München - Am kommenden Wochenende startet die Formel 1 in Melbourne in ihre neue Saison. Vorhang auf. Denn erstmals bestreitet Timo Glock ein Rennen im Toyota, geht Fernando Alonso wieder mit seinem alten Renault-Teams ins Rennen.

Ferrari, Testfahrt, F2008
© Getty

Doch nicht nur Fahrer und Autos sind neu - auch am Reglement hat sich einiges verändert. Doch was? SPOX zeigt, was Sie zum Saisonstart auf jeden Fall wissen sollten.
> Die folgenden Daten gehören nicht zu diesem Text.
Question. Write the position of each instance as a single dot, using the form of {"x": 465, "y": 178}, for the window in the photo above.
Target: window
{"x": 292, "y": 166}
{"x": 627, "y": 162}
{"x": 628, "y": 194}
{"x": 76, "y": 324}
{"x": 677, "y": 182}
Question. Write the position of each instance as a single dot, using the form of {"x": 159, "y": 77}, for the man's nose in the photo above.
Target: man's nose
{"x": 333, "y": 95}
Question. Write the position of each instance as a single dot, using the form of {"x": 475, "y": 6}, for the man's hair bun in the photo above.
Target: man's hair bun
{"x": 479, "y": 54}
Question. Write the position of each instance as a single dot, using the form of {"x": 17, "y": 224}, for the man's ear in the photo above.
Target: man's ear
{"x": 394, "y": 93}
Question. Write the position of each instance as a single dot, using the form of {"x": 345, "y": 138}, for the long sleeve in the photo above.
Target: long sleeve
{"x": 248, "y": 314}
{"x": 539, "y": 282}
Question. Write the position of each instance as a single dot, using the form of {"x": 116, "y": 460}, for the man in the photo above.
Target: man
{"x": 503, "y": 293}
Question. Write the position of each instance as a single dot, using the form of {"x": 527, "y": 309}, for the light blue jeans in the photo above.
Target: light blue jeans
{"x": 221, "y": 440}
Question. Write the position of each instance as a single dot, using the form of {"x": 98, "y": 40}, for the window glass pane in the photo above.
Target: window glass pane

Fahrhilfen: Die Piloten müssen ab sofort auf diverse elektronische Fahrhilfen verzichten. So fällt zum Beispiel die Traktionskontrolle weg, die bisher beim Beschleunigen ein Durchdrehen der Räder verhinderte. Mindestens genauso entscheidend ist der Wegfall der elektronisch gesteuerten Motorbremse EBS. Sie hatte den Boliden beim Bremsen mehr Stabilität verliehen. Fazit von Fernando Alonso: "Nun muss man viel vorsichtiger agieren."
Auswirkungen für die Zuschauer: Mehr Action. Besonders im Regen.
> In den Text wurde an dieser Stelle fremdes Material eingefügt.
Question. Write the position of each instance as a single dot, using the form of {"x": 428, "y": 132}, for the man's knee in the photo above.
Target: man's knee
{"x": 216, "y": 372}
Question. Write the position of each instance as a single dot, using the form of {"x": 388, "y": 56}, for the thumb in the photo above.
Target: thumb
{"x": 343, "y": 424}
Qualifikation: Auch das Qualifikationstraining wurde leicht modifiziert. So bleibt zwar das dreiteilige Format erhalten, wird aber umstrukturiert. Während der ersten 20 Minuten (bisher 15) dürfen alle Autos auf die Strecke - die sechs langsamsten Piloten scheiden aus. Das gilt auch für den zweiten Abschnitt, der weiter 15 Minuten dauert. Im dritten Teil des Trainings (nun nur noch 10 Minuten) treten die zehn schnellsten Piloten gegeneinander an. Und hier gilt: Nachtanken verboten. Durfte bisher der verfahrene Sprit wieder aufgefüllt werden, müssen die ersten Zehn nun mit dem Rest des Trainings-Benzins an den Start.
Auswirkungen für die Zuschauer: Weniger Runden, dafür entscheidende. Anstatt in den ersten Minuten im Schongang nur Benzin zu verbrennen, geht es jetzt gleich zur Sache.

Getriebe & Motor: Ein Getriebe muss jetzt vier Rennen durchhalten. Wird die Schaltung vorher getauscht, muss der betroffene Fahrer fünf Plätze in der Startaufstellung nach hinten. Zehn Plätze zurück geht es beim Wechsel des Motors (der weiter zwei Rennen überstehen muss). Wird das Aggregat erst nach der Qualifikation getauscht, startet der Fahrer sogar von ganz hinten. Der erste unplanmäßige Motorwechsel des Jahres bleibt ohne Strafe. Zudem ist nun nicht nur die Weiterentwicklung der Motoren, sondern aller damit verbundenen Teile wie zum Beispiel der Lichtmaschine und Benzinpumpe verboten.
Auswirkungen für die Zuschauer: Mehr Spannung. Denn vermutlich werden sich noch häufiger Top-Piloten nach Defekten von hinten durchs Feld arbeiten müssen.

Einheitselektronik: Alle Boliden sind jetzt mit der gleichen reglementierten Bord- Elektronik ausgestattet. Die sogenannte Engine Control Unit (ECU) steuert alle Komponenten an Motor und Getriebe und wird vom McLaren-Tochterunternehmen MES geliefert. Damit will die FIA die Kosten drücken und den Einsatz verbotener elektronischer Hilfsmittel unterbinden.
Auswirkungen für die Zuschauer: Klarheit. Es sollte weniger Diskussion über mögliche Vorteile durch verbotene Elektronik geben.

Jugend forscht: Nachwuchsfahrer dürfen wieder mehr testen. Denn Tests von Piloten, die in den vergangenen 24 Monaten weder ein Formel-1-Rennen bestritten haben noch innerhalb dieser 24 Monate an mehr als vier Testtagen teilgenommen haben, fallen nicht mehr unter die strikte Test-Limitierung von 30.000 Kilometern pro Team und Saison.
Auswirkungen für den Zuschauer: In Zukunft sollten noch mehr junge Piloten vom Schlage eines Nico Rosberg gut ausgebildet in die Formel 1 kommen.

Bio-Benzin: Die Formel 1 fährt ab sofort mit einem gewissen Anteil Biosprit. Genauer gesagt 5,75 Prozent des Kraftstoffes sollen ökologisch sein. Damit erfüllt die Rennserie bereits jetzt die EU-Richtlinien für Straßenfahrzeuge für das Jahr 2010.
Auswirkungen für den Zuschauer: Keine.